Hacker News new | ask | show | jobs
by antpls 2484 days ago
After reading all your links, I'm still not sure why or where Differential Privacy is needed.

1) How could aggregated data (means, average, min max) be used by attackers? Aren't aggregated data already private? For example, the Google postgres extension returns aggregated data, why is DP required here?

2) In the case of sharing entire databases, if all the PII are removed, why does it matter that we can match two records from two databases? Yes we can do correlation between 2 databases, but if PII were not gathered and stored at all in any database, there would be no privacy issue in the first place.

1 comments

Good questions =)

1) Note that the "min/max" example trivially leaks individual information: for example, releasing the max salary of employees of a company leaks the salary of the CEO. More generally, there have been numerous attacks on privacy notions purely based on aggregate data. One of my favorite is this one: https://blog.acolyer.org/2017/05/15/trajectory-recovery-from...

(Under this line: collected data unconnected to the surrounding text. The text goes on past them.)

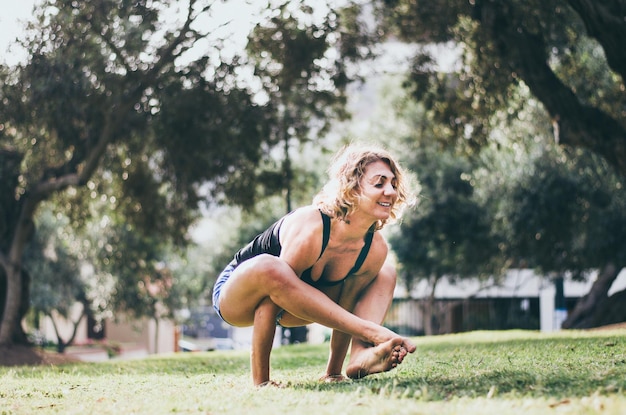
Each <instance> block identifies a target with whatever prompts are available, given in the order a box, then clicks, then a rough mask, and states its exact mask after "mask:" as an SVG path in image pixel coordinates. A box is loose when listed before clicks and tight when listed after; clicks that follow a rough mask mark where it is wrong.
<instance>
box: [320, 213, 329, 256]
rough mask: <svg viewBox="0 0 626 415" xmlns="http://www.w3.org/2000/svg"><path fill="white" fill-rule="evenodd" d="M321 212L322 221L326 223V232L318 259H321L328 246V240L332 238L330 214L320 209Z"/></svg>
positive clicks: (325, 230)
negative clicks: (326, 247)
mask: <svg viewBox="0 0 626 415" xmlns="http://www.w3.org/2000/svg"><path fill="white" fill-rule="evenodd" d="M320 214H321V215H322V222H323V223H324V231H323V232H324V233H323V235H322V252H320V256H318V257H317V259H320V258H321V257H322V255H323V254H324V250H326V247H327V246H328V241H329V240H330V216H328V215H327V214H325V213H324V212H322V211H321V210H320Z"/></svg>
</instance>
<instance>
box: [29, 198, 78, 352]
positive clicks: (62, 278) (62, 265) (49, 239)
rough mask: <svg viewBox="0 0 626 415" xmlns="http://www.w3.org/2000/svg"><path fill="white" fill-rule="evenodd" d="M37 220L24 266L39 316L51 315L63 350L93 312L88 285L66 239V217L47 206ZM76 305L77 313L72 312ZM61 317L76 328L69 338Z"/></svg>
mask: <svg viewBox="0 0 626 415" xmlns="http://www.w3.org/2000/svg"><path fill="white" fill-rule="evenodd" d="M58 222H62V223H58ZM37 223H38V226H37V232H36V234H35V236H34V238H33V241H32V243H31V244H29V245H28V247H27V248H26V250H25V252H24V254H25V257H27V258H28V259H29V260H28V264H27V267H25V268H27V270H26V272H28V274H29V275H30V277H31V291H30V300H31V304H32V309H33V311H34V313H35V318H36V319H38V318H39V313H41V314H43V315H45V316H47V317H49V318H50V321H51V322H52V325H53V327H54V331H55V334H56V337H57V339H56V341H57V351H58V352H59V353H63V351H64V350H65V347H66V346H67V345H69V344H71V343H72V342H73V340H74V338H75V337H76V333H77V329H78V326H79V324H80V322H81V320H82V319H83V318H84V317H85V316H86V315H89V314H90V302H89V298H88V293H87V286H86V284H85V283H84V281H83V279H82V276H81V275H80V266H79V263H80V259H79V258H78V257H77V256H76V255H75V254H74V252H73V249H72V247H71V246H70V241H69V238H67V234H66V232H67V220H66V218H55V217H54V215H52V213H51V212H50V210H47V209H46V210H43V211H42V212H41V214H40V215H38V218H37ZM77 306H78V307H80V311H79V312H78V316H76V315H73V314H75V313H73V311H74V310H75V308H76V307H77ZM59 317H62V318H63V319H65V320H66V321H69V322H71V324H72V326H73V328H74V329H73V331H72V333H71V335H70V337H69V338H66V339H64V338H63V337H62V335H61V332H60V331H59V322H58V318H59Z"/></svg>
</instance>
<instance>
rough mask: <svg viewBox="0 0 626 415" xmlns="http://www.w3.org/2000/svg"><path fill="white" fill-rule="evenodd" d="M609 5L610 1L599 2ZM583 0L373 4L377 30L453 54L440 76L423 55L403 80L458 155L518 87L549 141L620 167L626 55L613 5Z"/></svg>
mask: <svg viewBox="0 0 626 415" xmlns="http://www.w3.org/2000/svg"><path fill="white" fill-rule="evenodd" d="M609 3H611V2H609ZM613 3H614V4H607V5H604V6H602V7H599V8H596V7H594V6H593V5H592V4H591V3H589V2H575V1H563V0H550V1H509V2H496V1H472V2H462V3H459V2H453V1H452V2H451V1H447V0H441V1H434V2H415V1H409V0H406V1H405V0H386V1H382V2H379V3H378V4H379V9H378V11H379V16H380V17H381V26H380V29H381V30H382V31H384V32H385V33H386V34H387V35H388V36H397V37H399V38H401V39H403V40H404V41H406V42H410V43H419V44H421V45H427V44H444V43H447V44H452V45H453V46H454V47H455V48H456V50H457V51H459V52H460V54H461V61H460V62H459V64H458V65H457V66H456V67H455V68H454V69H453V70H451V71H450V72H449V73H442V71H440V70H439V68H438V67H437V65H436V57H434V56H433V55H432V53H428V52H427V51H426V52H424V51H423V49H422V51H421V52H420V53H419V54H418V55H417V56H416V58H415V60H414V64H413V67H412V69H411V73H410V75H409V77H408V79H407V86H408V87H409V88H410V91H411V92H412V93H413V96H414V97H415V98H416V99H417V100H418V101H420V102H422V103H424V105H425V107H426V108H427V109H428V111H429V113H430V114H431V116H432V118H433V119H434V120H437V122H439V123H440V124H441V125H443V126H446V127H447V129H445V130H442V134H438V135H437V139H438V140H441V141H445V142H447V143H451V144H453V145H454V146H457V147H459V148H464V149H465V150H466V151H468V152H472V153H473V152H476V151H477V150H478V149H480V148H482V147H484V146H485V145H486V144H487V143H489V142H490V141H491V140H492V139H493V136H492V135H491V132H492V131H494V126H493V125H492V124H491V123H490V121H492V117H493V115H494V114H495V113H496V112H498V111H505V112H506V113H508V117H509V119H510V120H515V118H516V117H517V115H518V113H519V110H520V109H523V107H522V106H520V101H519V98H518V96H517V91H519V87H520V86H522V87H524V88H528V89H529V90H530V92H531V93H532V95H533V96H534V97H535V98H536V99H538V100H539V101H540V102H541V103H542V105H543V108H544V109H545V111H546V112H547V113H548V114H549V116H550V117H551V121H552V123H553V126H554V131H553V136H554V138H555V139H556V141H557V143H558V144H560V145H563V146H568V147H574V148H585V149H588V150H590V151H592V152H594V153H595V154H598V155H600V156H602V157H603V158H605V159H606V160H607V161H608V162H609V164H610V165H612V166H613V168H615V169H616V170H617V171H619V172H621V174H624V173H626V164H625V163H624V162H623V160H626V153H625V151H626V147H625V146H624V145H623V141H624V139H623V137H624V136H625V135H626V124H625V123H624V113H623V107H624V103H625V102H626V94H624V79H625V78H626V65H624V64H623V62H626V59H625V57H624V51H623V48H621V47H617V45H620V44H622V43H623V41H624V25H625V23H624V21H623V19H622V18H621V17H622V15H623V11H622V6H620V5H618V4H617V2H613Z"/></svg>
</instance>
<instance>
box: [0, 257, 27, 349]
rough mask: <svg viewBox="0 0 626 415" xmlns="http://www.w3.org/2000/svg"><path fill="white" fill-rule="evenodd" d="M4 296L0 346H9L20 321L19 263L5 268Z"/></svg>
mask: <svg viewBox="0 0 626 415" xmlns="http://www.w3.org/2000/svg"><path fill="white" fill-rule="evenodd" d="M5 273H6V277H7V278H6V297H5V303H4V310H3V312H2V323H1V325H0V346H10V345H12V344H13V343H14V341H13V339H14V337H15V334H16V332H17V326H18V325H19V323H20V318H19V317H20V316H19V314H20V313H19V310H20V306H21V299H22V278H21V275H22V273H21V272H20V266H19V264H10V265H9V266H7V267H6V268H5Z"/></svg>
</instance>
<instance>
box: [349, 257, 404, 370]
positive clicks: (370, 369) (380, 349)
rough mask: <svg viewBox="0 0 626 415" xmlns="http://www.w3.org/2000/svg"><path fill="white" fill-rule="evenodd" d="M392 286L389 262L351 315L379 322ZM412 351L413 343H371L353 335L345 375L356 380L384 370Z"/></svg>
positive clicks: (360, 297)
mask: <svg viewBox="0 0 626 415" xmlns="http://www.w3.org/2000/svg"><path fill="white" fill-rule="evenodd" d="M395 286H396V271H395V268H394V267H393V266H392V265H390V264H385V265H384V266H383V267H382V268H381V270H380V272H379V273H378V275H377V276H376V278H375V279H374V280H373V281H372V282H371V283H370V284H369V285H368V286H367V287H366V288H365V290H364V292H363V294H362V295H361V296H360V299H359V301H358V302H357V303H356V306H355V307H354V314H355V315H357V316H359V317H361V318H363V319H366V320H369V321H372V322H374V323H377V324H382V322H383V320H384V319H385V316H386V314H387V311H388V310H389V307H390V305H391V302H392V300H393V291H394V289H395ZM414 351H415V346H414V345H413V344H412V343H407V342H399V341H392V342H390V343H386V344H381V345H372V344H371V343H368V342H364V341H363V340H362V339H359V338H352V347H351V350H350V360H349V362H348V366H347V368H346V374H347V375H348V376H349V377H351V378H353V379H358V378H362V377H364V376H367V375H371V374H374V373H380V372H386V371H388V370H391V369H393V368H394V367H396V366H397V365H398V364H400V363H402V360H404V357H405V356H406V355H407V353H413V352H414Z"/></svg>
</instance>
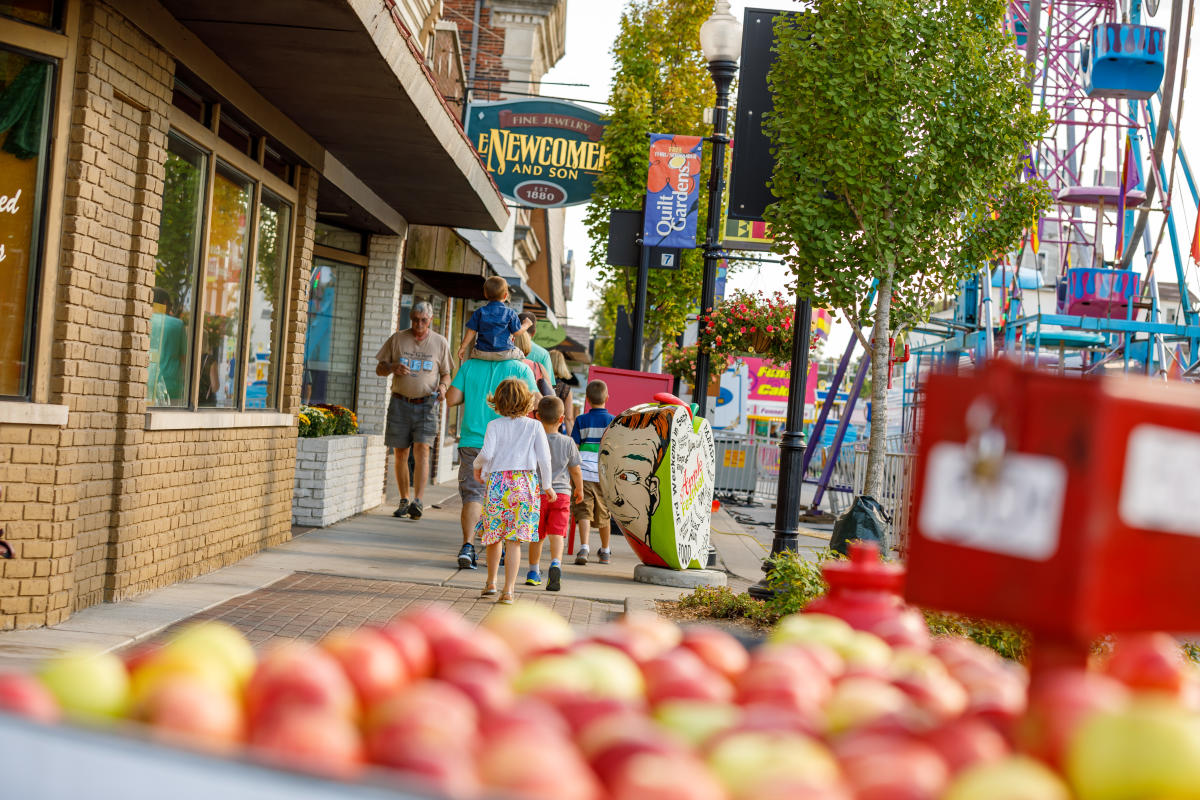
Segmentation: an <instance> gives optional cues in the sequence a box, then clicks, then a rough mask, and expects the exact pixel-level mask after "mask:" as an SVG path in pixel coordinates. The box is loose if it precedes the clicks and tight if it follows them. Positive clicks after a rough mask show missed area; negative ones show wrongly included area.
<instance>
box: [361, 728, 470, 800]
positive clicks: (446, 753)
mask: <svg viewBox="0 0 1200 800" xmlns="http://www.w3.org/2000/svg"><path fill="white" fill-rule="evenodd" d="M379 763H380V764H382V765H384V766H386V768H389V769H394V770H398V771H401V772H404V775H406V778H407V780H408V781H413V782H416V783H419V784H422V786H424V788H426V789H428V790H430V792H428V794H431V795H436V796H438V798H448V799H449V800H469V799H470V798H478V796H479V795H480V793H481V784H480V782H479V774H478V772H476V770H475V759H474V754H473V752H472V751H469V750H460V748H456V747H444V746H434V745H430V744H427V742H421V741H403V740H398V741H397V742H396V746H395V747H392V748H391V750H389V751H388V760H386V763H384V762H379ZM408 781H406V782H408Z"/></svg>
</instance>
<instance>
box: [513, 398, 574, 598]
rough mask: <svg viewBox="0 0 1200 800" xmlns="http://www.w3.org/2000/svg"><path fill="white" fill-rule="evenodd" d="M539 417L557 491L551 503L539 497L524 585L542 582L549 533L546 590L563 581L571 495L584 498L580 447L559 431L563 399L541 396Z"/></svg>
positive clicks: (550, 468) (552, 473)
mask: <svg viewBox="0 0 1200 800" xmlns="http://www.w3.org/2000/svg"><path fill="white" fill-rule="evenodd" d="M538 420H539V421H540V422H541V425H542V427H544V428H546V440H547V441H548V443H550V471H551V474H552V475H553V477H552V479H551V482H550V485H551V487H552V488H553V489H554V492H556V493H557V494H558V498H557V499H556V500H554V501H553V503H546V497H545V495H542V498H541V515H540V516H539V518H538V541H535V542H530V543H529V575H527V576H526V585H529V587H536V585H539V584H540V583H541V543H542V542H544V541H545V540H546V536H550V537H551V539H550V576H548V579H547V582H546V590H547V591H558V590H559V588H560V585H562V581H563V545H564V543H565V541H566V531H568V528H569V527H570V522H571V499H572V498H574V500H575V501H576V503H580V501H581V500H582V499H583V473H582V471H581V470H580V451H578V449H576V446H575V441H572V440H571V438H570V437H565V435H563V434H562V433H559V432H558V426H559V425H562V423H563V401H560V399H558V398H557V397H554V396H550V397H542V398H541V402H540V403H538Z"/></svg>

2) Typically, PII is not the only thing that can be used to reidentify someone, and matching records from different databases can sometimes infer sensitive information about people. One example: https://www.cs.cornell.edu/~shmat/netflix-faq.html

If you haven't already...

Applying differential privacy to that Netflix case study would be a terrific exercise.

I'm still not convinced, but I guess I'm lacking critical technical background to grasp it.

1) The CEO example isn't really a good one to me, given the wealth inequalities in the world, leaking CEO's salary is almost desirable... I tried to read the blogpost and paper about mobile data location. At one point they talk about aggregated data, but then in the paper : "This dataset is collected by a major mobile network operator in China. It is a large-scale dataset including 100,000 mobile users with the duration of one week, between April 1st and 7th, 2016. It records the spatiotemporal information of mobile subscribers when they access cellular network (i.e., making phone calls, sending texts, or consuming data plan). It also contains anonymous user identification, accessed base sta- tions and timestamp of each access.". So... the data is not really "aggregated"? The dataset literally lists some user IDs.

2) If I'm fired because my boss didn't like my history of movie, then it can probably be defended in court, depending on the country. I could also find another boss who has a natural sense of ethic and who doesn't judge me for what I watch.

Thank you for the links anyway. I will look at them again in a few day to see if I missed something

"The CEO example isn't really a good one to me, given the wealth inequalities in the world, leaking CEO's salary is almost desirable... "

Your value judgement about a potential attack vector doesn't disqualify that it is an attack vector.